Possiamo allora concludere che a livello di fini dell'associazione, immediati o ultimi che siano, si riscontra lo stesso fenomeno di parcellizzazione tra i soci rilevato a livello strutturale; conclusione questa che per la convergenza dei risultati interpretativi non solo arricchisce il nostro patrimonio conoscitivo, ma attribuisce connotazioni di verosimile attendibilità alla ricostruzione proposta.
Rimane da ultimo da precisare che il modello organizzativo studiato, anche a livello di finalità dell'associazione, presupponeva che il possesso completo della loro conoscenza risalisse soprattutto alla figura che vi fa capo e quindi al Venerabile Maestro, la cui infaticabile attività è testimoniata da tutte le fonti e che risulta ben spiegabile in un contesto associativo così organizzato.
La Loggia P2 ci appare allora in tutta la sua funzionale essenzialità, patologica certo rispetto ai modelli normali di associazione, ma assolutamente idonea quale strumento destinato alla gestione di una generale operazione di inserimento nel sistema a fini di condizionamento e controllo. Il modello assunto è stato definito «per cerchi concentrici» dall'onorevole Rognoni e tale espressione ben rappresenta la settorialità di strutture e di relazioni sociali proprie dell'organizzazione.
Non è infine chi non veda come questa tipologia associativa, pur patologica, non sia peraltro del tutto nuova. Il Procuratore generale della Repubblica, nei motivi di appello avverso la sentenza del Giudice istruttore del tribunale di Roma, ha infatti affermato, con riferimento al problema di segretezza, che «sembra quasi di vedere enunciate, per tabulas, le regole del silenzio, omertà e sicurezza a cui si dovevano attenere gli appartenenti ad organizzazioni terroristiche o mafiose o camorristiche».
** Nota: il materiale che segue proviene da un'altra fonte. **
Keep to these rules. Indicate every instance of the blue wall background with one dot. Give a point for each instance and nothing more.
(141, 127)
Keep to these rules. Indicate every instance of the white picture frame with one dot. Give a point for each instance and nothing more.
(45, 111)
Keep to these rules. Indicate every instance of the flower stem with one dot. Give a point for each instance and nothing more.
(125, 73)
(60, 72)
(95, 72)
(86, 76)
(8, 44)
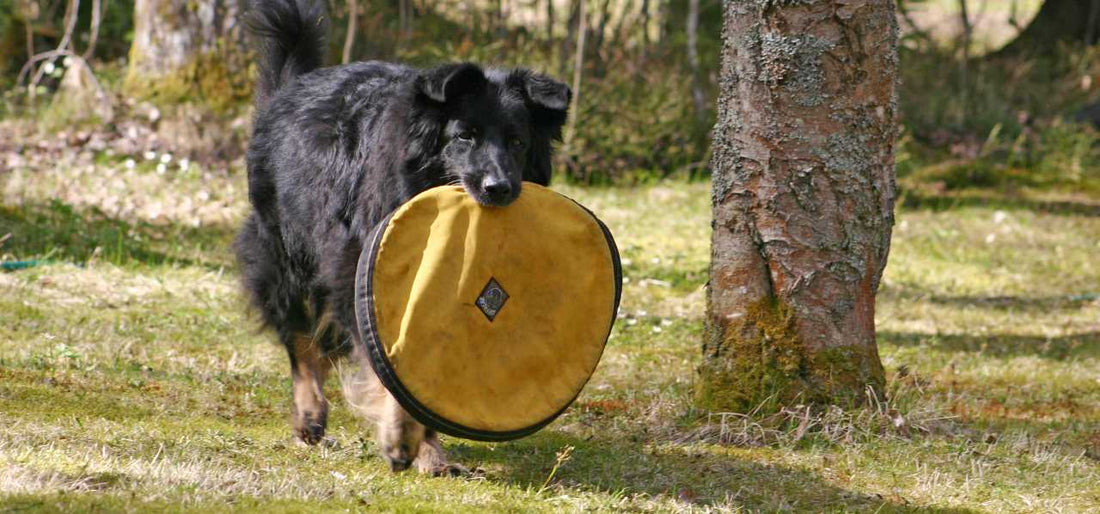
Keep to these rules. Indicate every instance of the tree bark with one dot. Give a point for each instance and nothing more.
(1057, 21)
(189, 50)
(803, 195)
(582, 30)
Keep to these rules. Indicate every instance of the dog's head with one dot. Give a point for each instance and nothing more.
(497, 128)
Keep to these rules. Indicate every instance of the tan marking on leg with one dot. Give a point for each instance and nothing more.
(310, 408)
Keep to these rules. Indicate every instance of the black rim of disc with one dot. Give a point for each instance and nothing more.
(378, 360)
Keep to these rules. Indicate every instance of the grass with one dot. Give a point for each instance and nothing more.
(132, 379)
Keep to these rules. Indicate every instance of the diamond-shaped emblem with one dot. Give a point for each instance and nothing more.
(492, 298)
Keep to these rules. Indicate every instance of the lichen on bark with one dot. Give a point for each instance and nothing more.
(803, 203)
(189, 51)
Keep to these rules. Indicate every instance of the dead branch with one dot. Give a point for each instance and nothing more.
(350, 39)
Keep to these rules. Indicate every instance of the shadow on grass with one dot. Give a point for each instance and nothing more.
(697, 476)
(997, 302)
(1086, 345)
(916, 199)
(62, 232)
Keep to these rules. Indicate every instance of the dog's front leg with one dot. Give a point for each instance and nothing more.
(308, 370)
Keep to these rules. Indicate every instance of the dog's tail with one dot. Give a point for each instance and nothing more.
(292, 41)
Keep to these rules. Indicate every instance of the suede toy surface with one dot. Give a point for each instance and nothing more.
(485, 323)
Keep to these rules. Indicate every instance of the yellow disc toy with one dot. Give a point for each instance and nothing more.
(485, 323)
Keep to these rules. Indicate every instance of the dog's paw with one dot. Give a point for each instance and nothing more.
(309, 433)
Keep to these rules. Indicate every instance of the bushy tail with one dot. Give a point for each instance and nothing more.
(290, 34)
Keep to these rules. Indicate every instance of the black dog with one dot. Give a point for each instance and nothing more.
(333, 151)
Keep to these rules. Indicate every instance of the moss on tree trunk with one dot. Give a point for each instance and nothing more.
(189, 51)
(803, 203)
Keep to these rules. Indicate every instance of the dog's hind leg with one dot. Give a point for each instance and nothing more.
(308, 370)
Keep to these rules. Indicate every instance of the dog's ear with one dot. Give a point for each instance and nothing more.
(548, 102)
(451, 81)
(547, 93)
(547, 99)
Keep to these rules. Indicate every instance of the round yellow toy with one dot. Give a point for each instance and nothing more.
(485, 323)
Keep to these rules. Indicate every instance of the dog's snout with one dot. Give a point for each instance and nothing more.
(399, 463)
(497, 188)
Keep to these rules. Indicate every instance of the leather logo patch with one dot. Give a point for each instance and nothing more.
(492, 298)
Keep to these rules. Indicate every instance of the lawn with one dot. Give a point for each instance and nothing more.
(133, 379)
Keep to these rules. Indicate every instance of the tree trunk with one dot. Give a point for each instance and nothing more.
(1057, 21)
(188, 50)
(803, 203)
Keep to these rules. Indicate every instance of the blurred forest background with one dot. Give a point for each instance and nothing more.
(132, 379)
(996, 94)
Analogo riferimento è proposto dalla sentenza del Consiglio Superiore della magistratura. Questi rilievi possono essere allargati ad un più generale contesto interpretativo, poiché ci è dato osservare che da tali organizzazioni, che si muovono nell'illegalità in forma organizzata, la Loggia P2 mutua quella frammentazione dei rapporti sociali e quella non conoscibilità, nei gradi intermedi, dei fini ultimi dell'organizzazione, che la stessa non liceità di tali fini rende indispensabili connotati strutturali.